If the same pattern is followed as for the first strike, around 30 flights to and from Dublin will be cancelled – mostly or all on short hops between the UK and the Irish capital. With bookings for each flight very high, it is likely that at least 5,000 passengers would be affected on each day.
When will I find out if my flight is affected – and what are my options?
Ryanair is planning which flights to cancel a couple of days before each strike, and seeking to give up to 48 hours’ warning to passengers.
Travellers are offered a choice between a full refund and “re-accommodation” on flights that are going ahead.
But I can’t afford to wait days for the next available departure …
If Ryanair cancels a flight, its stated policy is to secure an alternative on the same day or the following day.

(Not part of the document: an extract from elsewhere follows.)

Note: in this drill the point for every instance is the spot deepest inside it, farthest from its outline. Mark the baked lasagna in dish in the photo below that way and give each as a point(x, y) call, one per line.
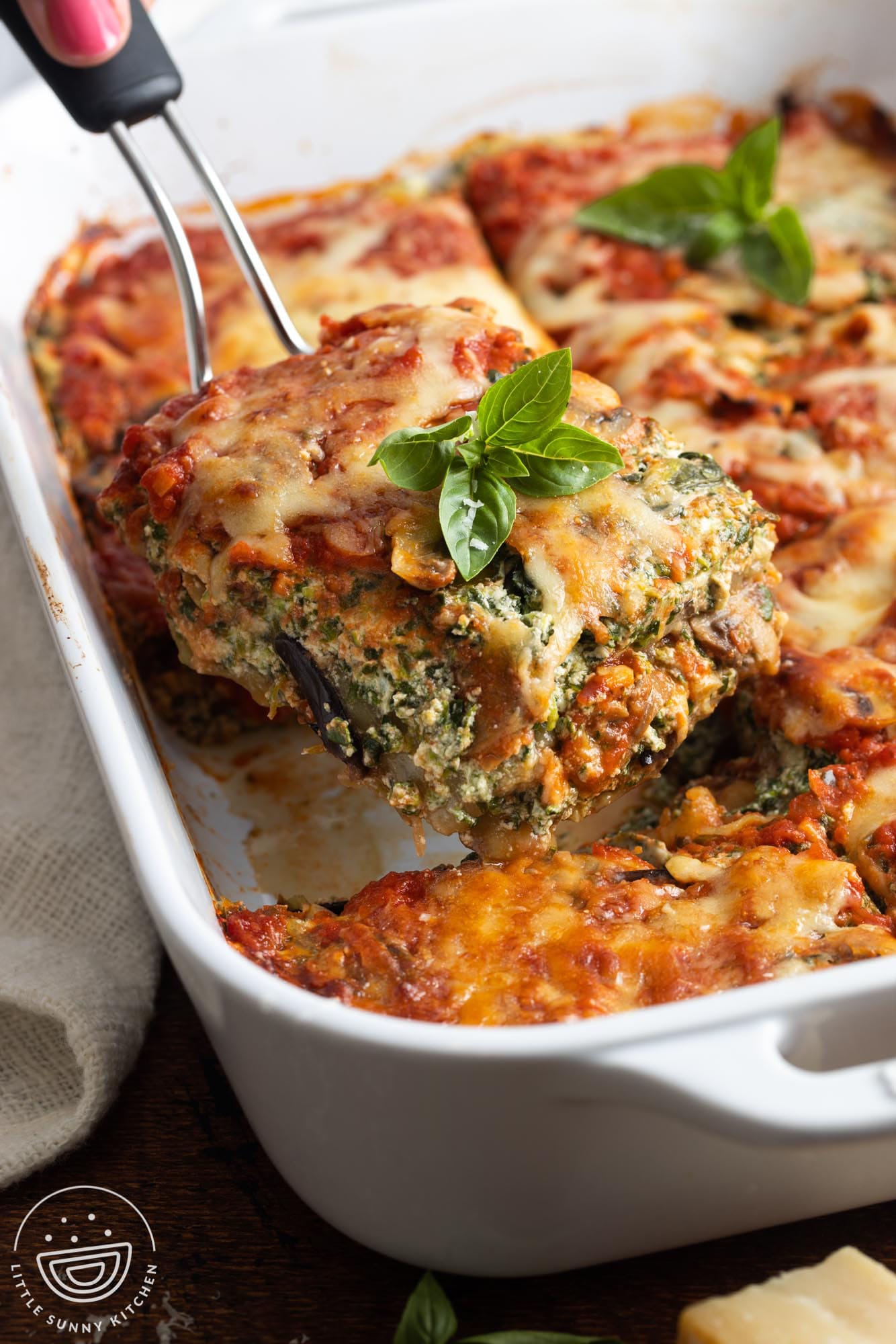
point(604, 642)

If this cannot be achieved, the airline will pay for tickets on a rival carrier.
I’m stuck overnight. What is Ryanair’s obligation to me?
If passengers are disrupted by a strike, they are entitled to meals and accommodation until they can be flown to their destination under European passengers’ rights rules. But they cannot claim cash compensation.
I’ve lost the money for an expensive hotel room at my intended destination. Can I claim it back from Ryanair?
You can try, but you will probably be told that the airline will not pay “consequential losses” and that you should ask your travel insurance firm.
I’ve heard there is also a cabin crew strike coming soon?
After a summit called in Dublin by the International Transport Workers’ Federation, cabin crew working for Ryanair in Spain, Portugal and Belgium say they will stage 48-hour strikes on 25 and 26 July, while their colleagues in Italy will stop work for 24 hours on 25 July. They have a list of 34 demands.
But the airline says: “Ryanair has not received any formal notification of such strike action.”
I am on a route with only two Ryanair flights a week. If I buy a fresh ticket on a new airline, can I claim a refund on the original Ryanair booking?
Only if the Ryanair flight is one of the relatively small proportion that is cancelled.
Will my insurance help?
Not if you decide to “double book”. Airlines want to operate as many of their flights as possible (especially in high summer, when they are making a fortune), and so they will always look to keep the schedule going. Insurance may be useful only for consequential losses caused by a cancellation.
Won’t this put people off booking with Ryanair?
Yes, some. Airline employees know that even the threat of a strike is enough to persuade some prospective passengers to switch to rival airlines. These travellers tend to be booking late and paying high fares. The unions understandably use this effect to strengthen their bargaining position.
Any airline that gets a reputation for unreliability is likely to see its forward bookings affected. But with sales already strong for the summer, Ryanair may conclude that it is in a strong position to endure some industrial action.